At that moment he noticed an African American surfer in his 30s standing next to him with his long board under his arm.  Fisher had not heard him walk up (which, he says, is impossible because of the squeaking of the white quartz sand underfoot).  It was as if the man had merely materialized. He complimented Fisher on his board, and said in a praising, preachy way that it was a “beautiful and glorious day.”

But let me quote the letter:

“This was the first time I had ever seen a Black surfer on our beaches, and I’ve never heard any surfer say, “It’s a beautiful and Glorious day,” not the way he said it.  I murmured , “Yes, it is,” speaking to the beauty of the day.

“He looked at me with a caring fashion and in a loving tone said, ‘You are going surfing, aren’t you?’  As if he knew I was anxious. As if he wanted me to promise I would go.

‘Yes, I am,’ I said, and in that moment all of my anxiety vanished.  He smiled at me. ‘Good.’ Then he walked away, never to be seen again.

 “I thought, ‘Was that Jesus in disguise, telling me to go surfing?’  I considered the idea a little crazy, until a fisherman’s hook caught on my leash while paddling out, and the thought of Jesus fishing for men flashed across my mind, especially with my last name of Fisher.   I was able to de-hook without injury and later caught a huge wave that I rode as well as at the peak of my youthful days. My passion for surfing rekindled that day.”

Within a couple of weeks his children were returned, and a few years later the stepchildren moved in with him too.  The ex disappeared, causing no more trouble.

“Returning to surfing has brought me closer to God and my kids,” he continued, “and has transformed my life emotionally and spiritually.” It all started with a Black Angel who appeared suddenly, spoke encouraging words, and vanished, never to be seen again.

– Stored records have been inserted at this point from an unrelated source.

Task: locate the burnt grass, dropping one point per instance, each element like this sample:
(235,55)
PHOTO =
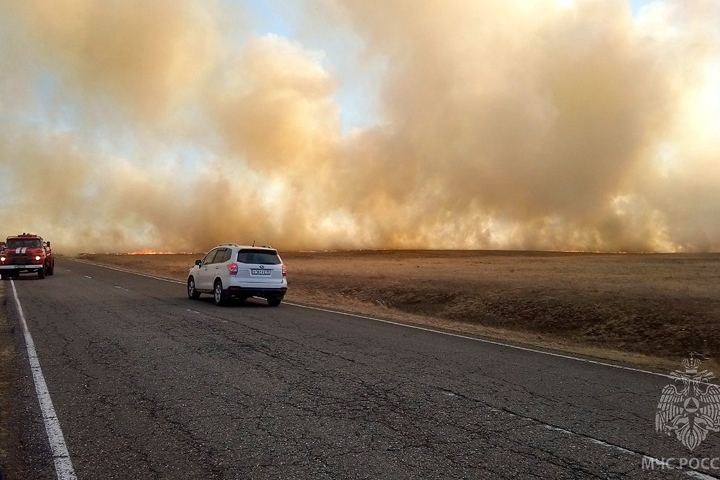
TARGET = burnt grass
(661,305)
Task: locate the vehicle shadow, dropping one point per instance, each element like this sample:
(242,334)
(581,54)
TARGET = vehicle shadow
(249,303)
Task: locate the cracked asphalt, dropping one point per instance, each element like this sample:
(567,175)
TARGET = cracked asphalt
(149,384)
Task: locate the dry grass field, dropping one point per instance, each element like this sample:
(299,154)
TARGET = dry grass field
(640,308)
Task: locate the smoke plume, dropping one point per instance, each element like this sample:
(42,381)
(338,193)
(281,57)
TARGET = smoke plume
(502,124)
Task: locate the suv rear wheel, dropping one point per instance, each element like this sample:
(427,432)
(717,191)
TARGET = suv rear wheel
(218,294)
(192,293)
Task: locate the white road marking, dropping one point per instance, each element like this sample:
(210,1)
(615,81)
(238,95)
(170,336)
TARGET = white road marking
(61,456)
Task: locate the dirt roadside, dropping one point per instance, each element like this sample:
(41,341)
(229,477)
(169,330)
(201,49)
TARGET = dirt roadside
(646,309)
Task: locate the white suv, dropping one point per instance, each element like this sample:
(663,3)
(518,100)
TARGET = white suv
(231,270)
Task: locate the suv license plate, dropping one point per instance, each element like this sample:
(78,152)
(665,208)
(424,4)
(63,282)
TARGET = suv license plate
(260,271)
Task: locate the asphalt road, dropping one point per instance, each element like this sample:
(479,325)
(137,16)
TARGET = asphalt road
(149,384)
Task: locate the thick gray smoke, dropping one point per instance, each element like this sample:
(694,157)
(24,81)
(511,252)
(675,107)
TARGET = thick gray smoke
(504,124)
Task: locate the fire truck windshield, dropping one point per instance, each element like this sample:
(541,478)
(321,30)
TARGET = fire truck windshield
(20,243)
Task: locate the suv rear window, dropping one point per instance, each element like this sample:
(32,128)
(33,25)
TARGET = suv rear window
(262,257)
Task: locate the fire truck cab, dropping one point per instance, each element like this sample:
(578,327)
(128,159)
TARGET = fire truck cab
(26,253)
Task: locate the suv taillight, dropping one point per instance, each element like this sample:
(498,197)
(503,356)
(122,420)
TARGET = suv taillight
(232,269)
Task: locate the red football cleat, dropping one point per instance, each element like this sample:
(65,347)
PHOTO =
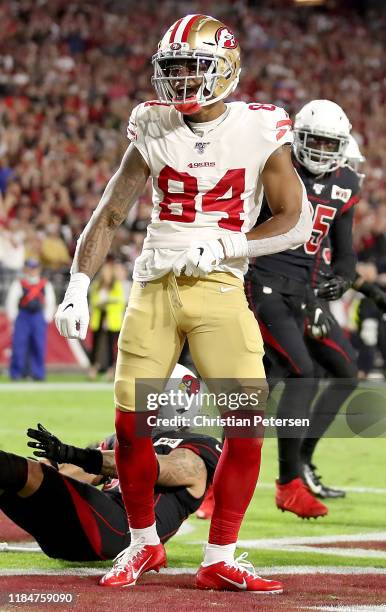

“I have read that when angels talk, it is always in short, direct, positive and encouraging words, and I believe the words and manner of my Black Jesus Angel fit that pattern.”

I love Mr. Fisher’s letter. Whenever I read of an angel, or visitation, I breathe a sigh of happiness. I understand.

© Sophy Burnham, 2020.

“When you bow deeply to the Universe, it bows back. When you call out the name of God, it echoes inside you.”